Open the plug at the bottom of the fuel bowl on the carb. You should have an immediate and CONTINUOUS gush of fuel. If it"s just dribbling or is intermitent, then something is restricting it. The tank vent could be clogged, the tank valve may be clogged, the fuel line restricted, the screen at the carb inlet elbow clogged or the float valve partially clogged or misadjusted.
Do these checks sytematically and you"ll find the root cause of your problem.
 

It's a 6v converted to a 12v. I don't think the gas cap is vented. I'll give your suggestions a try tomorrow and post the results. I appreciate the help.
 
If you have a VOM check the reistance of the coil primary. It should be ~3.2 ohms. If it"s ~1.6 ohms look for a resistor. If you can"t find one, that"s your problem
 
I have had a similar problem in two of my TO's. One had a lot of crud in the tank. On a full tank, there must have been enought preasure to push the gas. The sloshing of the gas while driving would sometimes keep the gas flowing. I took the tank off and found dirt,rust, hay chaff,even a lead fishing anchor, plus things that are unknown. The second one was I think was a combination of electrical and fuel. I flushed that tank after seeing the first one. That one also had a lot of crud in it. When you have a 60ish year old tractor, who knows what is in it.
 
swap out the coil, but if it's spitting and spurtering and you pull the choke and it gets worse then it's the condensor.
 

I checked the center spark plug on the distributor cap. The arc is bluish-white but not really fat, it's fairly spindly. I'm fairly new to fixing my own tractor. Can anyone tell me what the resistor should look like if I'm dealing with a 6v coil?

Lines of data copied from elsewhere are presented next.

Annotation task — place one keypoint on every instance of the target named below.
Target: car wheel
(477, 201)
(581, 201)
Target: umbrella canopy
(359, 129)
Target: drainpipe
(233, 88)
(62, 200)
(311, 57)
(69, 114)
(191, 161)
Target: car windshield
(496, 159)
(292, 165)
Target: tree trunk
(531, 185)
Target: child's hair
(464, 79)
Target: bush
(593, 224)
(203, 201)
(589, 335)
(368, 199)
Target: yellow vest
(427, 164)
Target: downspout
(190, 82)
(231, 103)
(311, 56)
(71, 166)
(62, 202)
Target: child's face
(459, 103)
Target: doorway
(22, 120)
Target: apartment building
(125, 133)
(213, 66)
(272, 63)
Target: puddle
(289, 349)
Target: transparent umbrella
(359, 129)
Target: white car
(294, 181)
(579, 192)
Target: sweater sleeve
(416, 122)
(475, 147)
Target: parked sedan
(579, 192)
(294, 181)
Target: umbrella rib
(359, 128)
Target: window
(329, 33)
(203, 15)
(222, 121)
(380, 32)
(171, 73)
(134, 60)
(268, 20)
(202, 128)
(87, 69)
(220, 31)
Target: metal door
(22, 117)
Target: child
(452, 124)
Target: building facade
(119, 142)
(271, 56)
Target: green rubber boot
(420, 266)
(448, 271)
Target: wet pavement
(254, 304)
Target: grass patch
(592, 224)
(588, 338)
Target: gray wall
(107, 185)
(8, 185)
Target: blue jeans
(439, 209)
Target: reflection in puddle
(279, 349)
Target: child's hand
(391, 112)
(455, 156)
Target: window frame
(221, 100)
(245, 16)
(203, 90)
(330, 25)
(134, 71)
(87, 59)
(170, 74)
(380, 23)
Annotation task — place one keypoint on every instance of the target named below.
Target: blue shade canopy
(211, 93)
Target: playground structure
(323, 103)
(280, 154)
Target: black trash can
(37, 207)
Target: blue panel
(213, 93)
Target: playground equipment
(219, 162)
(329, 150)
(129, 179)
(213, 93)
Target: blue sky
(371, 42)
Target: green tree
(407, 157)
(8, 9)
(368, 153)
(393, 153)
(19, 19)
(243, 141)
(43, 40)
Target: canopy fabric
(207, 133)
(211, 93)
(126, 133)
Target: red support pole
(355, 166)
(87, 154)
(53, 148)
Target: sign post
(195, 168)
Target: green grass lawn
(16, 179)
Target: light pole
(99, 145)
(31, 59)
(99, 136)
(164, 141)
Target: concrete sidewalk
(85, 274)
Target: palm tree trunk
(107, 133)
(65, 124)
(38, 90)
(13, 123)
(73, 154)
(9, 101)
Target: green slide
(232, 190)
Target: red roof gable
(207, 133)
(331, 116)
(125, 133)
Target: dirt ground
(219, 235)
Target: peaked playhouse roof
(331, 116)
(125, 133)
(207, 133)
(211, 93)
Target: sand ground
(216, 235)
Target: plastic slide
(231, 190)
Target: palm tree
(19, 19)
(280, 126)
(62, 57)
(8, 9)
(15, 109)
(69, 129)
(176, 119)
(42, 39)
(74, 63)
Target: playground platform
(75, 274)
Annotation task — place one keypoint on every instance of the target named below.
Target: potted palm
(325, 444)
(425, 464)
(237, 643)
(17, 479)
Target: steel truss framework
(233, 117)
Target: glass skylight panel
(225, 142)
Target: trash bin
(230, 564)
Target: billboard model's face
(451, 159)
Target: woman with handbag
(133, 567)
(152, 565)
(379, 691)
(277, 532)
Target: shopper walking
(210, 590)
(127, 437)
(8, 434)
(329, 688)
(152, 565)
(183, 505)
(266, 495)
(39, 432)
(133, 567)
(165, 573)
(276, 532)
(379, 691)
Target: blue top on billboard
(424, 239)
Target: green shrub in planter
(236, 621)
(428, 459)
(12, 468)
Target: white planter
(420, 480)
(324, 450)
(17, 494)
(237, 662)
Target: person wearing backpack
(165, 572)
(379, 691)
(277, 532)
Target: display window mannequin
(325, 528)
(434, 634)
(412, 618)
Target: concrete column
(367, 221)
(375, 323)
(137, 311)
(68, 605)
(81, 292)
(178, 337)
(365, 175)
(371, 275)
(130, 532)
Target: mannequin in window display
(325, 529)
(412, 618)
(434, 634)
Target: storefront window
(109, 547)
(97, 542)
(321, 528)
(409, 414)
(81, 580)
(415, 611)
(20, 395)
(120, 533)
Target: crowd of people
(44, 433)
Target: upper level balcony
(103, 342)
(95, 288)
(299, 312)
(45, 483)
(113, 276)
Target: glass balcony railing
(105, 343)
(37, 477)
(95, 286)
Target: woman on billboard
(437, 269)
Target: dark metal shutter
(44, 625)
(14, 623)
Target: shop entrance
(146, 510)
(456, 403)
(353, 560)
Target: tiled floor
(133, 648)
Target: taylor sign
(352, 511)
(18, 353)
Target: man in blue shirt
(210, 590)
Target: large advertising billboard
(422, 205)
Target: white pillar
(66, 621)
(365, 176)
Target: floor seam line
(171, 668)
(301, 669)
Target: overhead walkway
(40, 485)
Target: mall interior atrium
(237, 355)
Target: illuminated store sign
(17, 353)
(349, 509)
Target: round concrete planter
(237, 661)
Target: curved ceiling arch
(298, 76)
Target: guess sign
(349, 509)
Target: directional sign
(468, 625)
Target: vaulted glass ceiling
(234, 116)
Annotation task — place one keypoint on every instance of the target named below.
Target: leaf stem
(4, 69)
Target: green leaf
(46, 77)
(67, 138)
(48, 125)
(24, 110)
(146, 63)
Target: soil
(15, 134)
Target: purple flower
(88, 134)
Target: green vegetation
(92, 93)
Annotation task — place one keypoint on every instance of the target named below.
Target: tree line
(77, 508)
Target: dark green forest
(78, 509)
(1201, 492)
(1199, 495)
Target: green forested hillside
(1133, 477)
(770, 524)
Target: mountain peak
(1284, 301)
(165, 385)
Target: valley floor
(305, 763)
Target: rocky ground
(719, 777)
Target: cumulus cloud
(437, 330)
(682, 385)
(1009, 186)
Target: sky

Or the inline fuel filter? Here's a shot of the left side of the engine in case it helps:

aJ1l1.jpg


It ran for about an hour today before the problem started again. I popped the fuel cap but didn't notice a difference. Here's a pic of it:

S46fQ.jpg


I also started unscrewing the bottom of this bowl (circled in red where I was unscrewing):

cBNWc.jpg


But it started gushing all over my hand so I tightened it back up. It's all clear and smells of fuel, I don't think there's any water in the bowl.
 
The resistor is needed if you have a 12V electrical system and a 6V (~1.6 ohm coil primary resistance) coil, It should be on the wire that goes to the coil from the solenoid or the key switch.

Before you remove the sediment bowl, you need to turn off the tank valve.
 
I have a 1957 TO-35 with 12 electrical system.
I have attached pictures of my fuel tank cap, note it has a vent hole in the top, original cap.

also i replaced my coil, with a bit hotter coil, made the tractor start and run better.

also installed a metal inline fuel filter, between fuel cutoff and carb, that has been a big improvement in good clean fuel to carb. There is bad stuff living and growing in those oll fuel tanks.

also, only use non ethonal fuel and autolite 386 plugs, i never had much luck with champion plugs.
a67123.jpg

a67124.jpg
 
Next time it does it, open the drain at the bottom of the carb and see if gas comes out quickly, like a man peeing after two beers. If it dribbles, like prostate trouble, remove the inline filter and try again. Even if new, it might be the problem.
 
Thanks for the helpful info guys, I'm going to pick up a new ignition coil, fuel filter, spark plugs and oil filter and try to swap those out this weekend, the last guy who owned the tractor didn't take good care of it and it likely needs all of these.

Also going to pick up the service manual but it's a little steep ($85). Anyone know what size fuel filter I need for a gasoline engine? (1/4", 3/8" or 5/16")
 
Probably you want to do all the work at once, but it would be really interesting if you could make one change at a time and check it.
 
Was finally able to get out and run the tractor for awhile (been raining). Swapped out the starter coil and spark plugs and she seems to be running better. Ran it for about 1.5 hours with no problems. I'll run it another couple hours today and see how it goes. Thanks for the help!